Bernhard Heiliger was born on November 11, 1915, in Stettin (present-day Szczecin, Poland). After an apprenticeship in stone sculpture and training at the Workshop for Formative Works, Heiliger studied under Arno Breker and Richard Scheibe at the College for Visual Arts Berlin from 1938 until 1941.
In 1939, Berhard Heiliger went to Paris, where he met Aristide Maillol and studied the works of the sculptors Hans Arp and Constantin Brancusi. During the war, he had to divide his time between the war front and Breker's workshop.
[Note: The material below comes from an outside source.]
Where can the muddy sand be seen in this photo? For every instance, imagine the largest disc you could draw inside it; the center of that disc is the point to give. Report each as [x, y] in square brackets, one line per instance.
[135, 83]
After the war, Heiliger went to Berlin to live and work there as a freelance sculptor. He worked as a lecturer at the Academy for Applied Art in Berlin-Weißensee from 1947 until 1949. He was given a position at the College for Visual Arts Berlin in 1949. In his studio in Berlin-Dahlem, Heiliger created numerous large plastic works, most of which were cast in bronze.
His participation in the Biennale in Venice in 1956 and in the "documenta" in Kassel in 1955, 1959, and 1964 showed the international reputation he had acquired. In 1956, he was also honored with the highest prize for the arts in North Rhine-Westphalia.
1969 marked the second phase of Heiliger's artistic work. He began experimenting with new materials such as aluminum, wood, marble, steel, and synthetic materials, creating many unique pieces. He obtained further contracts for public works and sculptures intended to be incorporated into buildings. In 1947, Berhard Heiliger received the Great Cross of Merit of the Order of Merit of the Federal Republic of Germany and in 1957 was awarded the Lovis Corinth Prize.
As of 1980, he turned more and more toward iron works. His tenure as a lecturer at the College for Visual Arts ended in 1989. Even into the 1990's, Heiliger continued to put on large exhibitions and several retrospectives were organized in his honor.
Bernhard Heiliger died on October 25, 1995, in Berlin.